UA-89169382-1 Crônicas de Juvenal: Multiculturalismo tropical

sexta-feira, 5 de agosto de 2011

Multiculturalismo tropical

Para quem achava que demandas multiculturalistas eram coisa de gringo e que o assunto "especificidade cultural" de minorias imigrantes já havia sido resolvido no modelo "republicano" e "laico" (se eu pudesse, colocaria até mais aspas) do Estado Novo, enganou-se redondamente!

Aqui, assim como no hemisfério norte, o conflito cultural emerge, uma vez mais, no campo das práticas religiosas. Não, não se trata aqui da velha reivindicação dos Testemunhas de Jeová de não receberem transfusão de sangue, nem tampouco do direito ao recolhimento entre o pôr do sol da 6a feira e o pôr do sol do sábado pelos Adventistas do Sétimo Dia. - só para mencionar dois casos com os quais estamos mais "acostumados". Agora, é a velha querela - e quando digo "velha", eu me refiro especificamente a Europa e a América do Norte - do porte do véu islâmico, meus amigos, que se faz presente entre nós.

Claro, como tudo o que acontece em Pindorama, a resolução desses conflitos é marcada pelas especificidades culturais e organizacionais locais. A demanda de reconhecimento em questão parte de seis detentas marroquinas de confissão islâmica, que arrogam o direito de fazer suas orações com a cabeça e o dorso cobertos pelo véu islâmico, conforme explica matéria veiculada hoje no O Globo Online (http://oglobo.globo.com/cidades/mat/2011/08/05/presas-muculmanas-em-sp-trocam-veu-por-lencois-para-fazer-oracoes-925070455.asp).

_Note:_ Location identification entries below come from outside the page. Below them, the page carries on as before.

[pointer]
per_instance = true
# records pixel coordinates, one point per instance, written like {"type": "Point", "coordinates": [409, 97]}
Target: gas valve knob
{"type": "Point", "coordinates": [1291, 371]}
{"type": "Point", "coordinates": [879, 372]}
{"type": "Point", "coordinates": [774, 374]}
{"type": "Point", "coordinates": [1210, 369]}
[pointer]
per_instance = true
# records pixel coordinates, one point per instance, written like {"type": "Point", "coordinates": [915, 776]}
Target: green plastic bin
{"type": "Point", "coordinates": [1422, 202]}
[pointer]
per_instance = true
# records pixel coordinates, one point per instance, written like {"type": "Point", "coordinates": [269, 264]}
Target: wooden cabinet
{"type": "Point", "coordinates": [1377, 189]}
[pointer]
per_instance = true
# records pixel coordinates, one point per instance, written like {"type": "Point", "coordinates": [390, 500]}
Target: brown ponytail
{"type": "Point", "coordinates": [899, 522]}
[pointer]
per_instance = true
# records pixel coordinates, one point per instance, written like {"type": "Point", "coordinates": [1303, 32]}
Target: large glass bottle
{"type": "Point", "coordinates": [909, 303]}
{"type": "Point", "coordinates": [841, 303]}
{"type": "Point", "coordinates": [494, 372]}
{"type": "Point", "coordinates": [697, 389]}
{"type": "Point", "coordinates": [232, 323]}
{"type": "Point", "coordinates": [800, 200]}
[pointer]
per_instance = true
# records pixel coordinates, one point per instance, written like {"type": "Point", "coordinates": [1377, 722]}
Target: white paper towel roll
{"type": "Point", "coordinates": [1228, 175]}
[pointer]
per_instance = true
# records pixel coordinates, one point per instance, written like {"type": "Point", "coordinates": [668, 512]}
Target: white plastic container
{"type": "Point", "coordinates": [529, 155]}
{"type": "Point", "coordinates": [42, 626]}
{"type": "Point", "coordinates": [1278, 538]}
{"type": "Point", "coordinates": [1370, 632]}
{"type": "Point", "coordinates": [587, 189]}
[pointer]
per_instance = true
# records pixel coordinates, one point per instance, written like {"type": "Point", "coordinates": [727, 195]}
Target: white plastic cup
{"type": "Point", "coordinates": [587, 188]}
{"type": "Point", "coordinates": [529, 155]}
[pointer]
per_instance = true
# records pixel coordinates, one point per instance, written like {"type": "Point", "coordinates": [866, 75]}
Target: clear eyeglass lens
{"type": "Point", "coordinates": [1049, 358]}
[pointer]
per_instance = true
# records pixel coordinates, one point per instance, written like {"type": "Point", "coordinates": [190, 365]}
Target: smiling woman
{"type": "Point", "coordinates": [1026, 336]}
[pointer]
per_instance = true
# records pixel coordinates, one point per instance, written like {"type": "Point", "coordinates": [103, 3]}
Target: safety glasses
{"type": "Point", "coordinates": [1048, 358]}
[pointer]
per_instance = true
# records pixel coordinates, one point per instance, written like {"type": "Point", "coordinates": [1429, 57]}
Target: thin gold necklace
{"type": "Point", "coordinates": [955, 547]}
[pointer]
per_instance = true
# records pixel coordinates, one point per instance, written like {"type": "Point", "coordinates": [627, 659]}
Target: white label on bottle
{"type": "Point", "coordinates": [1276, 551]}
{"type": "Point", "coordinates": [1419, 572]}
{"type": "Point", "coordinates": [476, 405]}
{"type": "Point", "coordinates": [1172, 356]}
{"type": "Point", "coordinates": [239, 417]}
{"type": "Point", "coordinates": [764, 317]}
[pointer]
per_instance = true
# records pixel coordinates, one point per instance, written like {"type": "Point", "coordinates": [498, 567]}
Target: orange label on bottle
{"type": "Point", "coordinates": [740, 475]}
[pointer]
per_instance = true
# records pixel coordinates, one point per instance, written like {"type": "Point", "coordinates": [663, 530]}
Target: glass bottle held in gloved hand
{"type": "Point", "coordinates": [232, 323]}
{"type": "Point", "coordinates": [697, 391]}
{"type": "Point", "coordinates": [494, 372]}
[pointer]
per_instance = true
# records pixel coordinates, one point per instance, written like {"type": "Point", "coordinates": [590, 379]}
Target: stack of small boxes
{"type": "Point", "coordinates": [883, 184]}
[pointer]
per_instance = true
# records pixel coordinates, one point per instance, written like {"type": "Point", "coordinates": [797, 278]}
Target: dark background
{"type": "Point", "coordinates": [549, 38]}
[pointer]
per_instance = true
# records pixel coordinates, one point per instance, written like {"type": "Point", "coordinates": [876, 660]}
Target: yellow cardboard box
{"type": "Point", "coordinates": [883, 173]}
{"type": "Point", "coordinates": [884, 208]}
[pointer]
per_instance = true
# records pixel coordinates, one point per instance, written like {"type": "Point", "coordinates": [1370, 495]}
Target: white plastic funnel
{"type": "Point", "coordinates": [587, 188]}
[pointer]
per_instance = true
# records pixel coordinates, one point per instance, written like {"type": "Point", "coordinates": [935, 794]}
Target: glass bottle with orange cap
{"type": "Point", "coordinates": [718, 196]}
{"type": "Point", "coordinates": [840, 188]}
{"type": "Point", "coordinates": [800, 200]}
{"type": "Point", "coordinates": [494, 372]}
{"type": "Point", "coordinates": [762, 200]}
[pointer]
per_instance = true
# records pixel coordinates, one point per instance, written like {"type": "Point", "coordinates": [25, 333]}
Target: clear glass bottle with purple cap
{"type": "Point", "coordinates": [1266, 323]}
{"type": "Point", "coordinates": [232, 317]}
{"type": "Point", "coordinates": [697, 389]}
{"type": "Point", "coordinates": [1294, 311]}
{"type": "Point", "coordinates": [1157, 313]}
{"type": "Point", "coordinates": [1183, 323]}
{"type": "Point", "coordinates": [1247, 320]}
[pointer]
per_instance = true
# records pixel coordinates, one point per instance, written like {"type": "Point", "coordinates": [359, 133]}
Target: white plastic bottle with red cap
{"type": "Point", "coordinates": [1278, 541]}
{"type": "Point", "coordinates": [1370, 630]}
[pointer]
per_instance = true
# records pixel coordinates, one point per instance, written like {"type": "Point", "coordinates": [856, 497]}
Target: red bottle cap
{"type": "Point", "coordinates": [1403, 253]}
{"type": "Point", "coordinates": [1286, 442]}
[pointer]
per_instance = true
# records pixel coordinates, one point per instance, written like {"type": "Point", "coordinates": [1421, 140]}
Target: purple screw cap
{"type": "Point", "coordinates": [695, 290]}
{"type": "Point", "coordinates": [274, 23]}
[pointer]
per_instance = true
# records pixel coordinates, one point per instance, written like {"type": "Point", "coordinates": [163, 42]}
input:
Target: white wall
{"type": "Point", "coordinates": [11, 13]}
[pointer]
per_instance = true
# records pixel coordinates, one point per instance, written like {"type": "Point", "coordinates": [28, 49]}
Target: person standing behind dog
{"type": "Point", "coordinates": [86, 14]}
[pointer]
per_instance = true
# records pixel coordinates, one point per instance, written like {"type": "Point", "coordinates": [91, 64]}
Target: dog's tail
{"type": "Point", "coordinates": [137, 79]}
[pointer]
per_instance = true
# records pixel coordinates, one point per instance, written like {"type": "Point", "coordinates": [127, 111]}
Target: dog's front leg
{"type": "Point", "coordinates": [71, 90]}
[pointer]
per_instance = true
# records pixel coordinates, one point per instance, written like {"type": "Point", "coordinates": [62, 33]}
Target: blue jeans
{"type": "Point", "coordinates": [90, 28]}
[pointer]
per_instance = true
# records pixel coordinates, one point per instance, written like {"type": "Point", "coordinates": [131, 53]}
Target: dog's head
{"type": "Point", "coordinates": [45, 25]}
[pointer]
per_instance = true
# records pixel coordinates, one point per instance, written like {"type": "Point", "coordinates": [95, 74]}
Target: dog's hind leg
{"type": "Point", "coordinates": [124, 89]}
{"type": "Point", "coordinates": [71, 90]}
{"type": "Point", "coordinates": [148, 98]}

A origem do conflito é descrita da seguinte forma: "Conforme a tradição muçulmana, nas orações, elas devem cobrir o corpo e a cabeça, mas a direção da cadeia explicou às detentas que elas não poderiam ficar o tempo todo cobertas por motivos de segurança". O caso foi parar na Comissão de Direito e Liberdade Religiosa da OAB-SP e contou com a mediação da advogada (também muçulmana Luciana Cury) e do Consulado do Marrocos.

As demandas das detentas - que cumprem pena por tráfico de drogas - são representadas , na matéria, pela presidente da comissão, Damaris Dias Moura Kuo, nos seguintes termos: "O que me foi informado é que elas não podiam se cobrir por razões de segurança. E que várias coisas podem ser escondidas por debaixo da roupa em uma penitenciária. Compreendo a questão da segurança. Mas por outro lado, a questão do sentimento religioso é importante. Segundo a tradição, se elas não se cobrem para a oração, Deus não as escuta. Há detentas condenadas a seis anos de prisão. Imagina, para elas, o que significa Deus ficar seis anos sem ouvir suas orações? - conta Damaris".

A solução dada ao impasse é que me pareceu um exdrúxula: "após reunião no presídio, chegou-se a uma solução aceita por todas as presas, que passaram a receber dois lençóis brancos nos horários de orações, para cobrir o corpo e a cabeça". Afinal, se a preocupação incial era a segurança dos carcereiros, a solução encontrada é um tanto tosca, já que umvéu islâmico é muito mais curto do que qualquer lençol de presídio. Até dos lençóis dos presídios brasileiros, imagino eu.

Também, pudera! Em um país que fazer "ensaio sensual" ficou quase tão banal quanto fazer álbum de festa de quinze anos, reivindicações como esta em que mulheres reclamam mais panos para se cobrir acabam sendo vistas com muita suspeição. Enfim, com ou sem lençol na cabeça, faço votos de que Alá as escute em suas preces mais elevadas. E para quem achava que o islamismo no Brasil estava historicamente em danças dramáticas como a Cavalhada, em que se encena a conversão dos mouros pelos cristãos, está passando da hora de rever suas ideias para entender a nova realidade (multi)cultural deste país.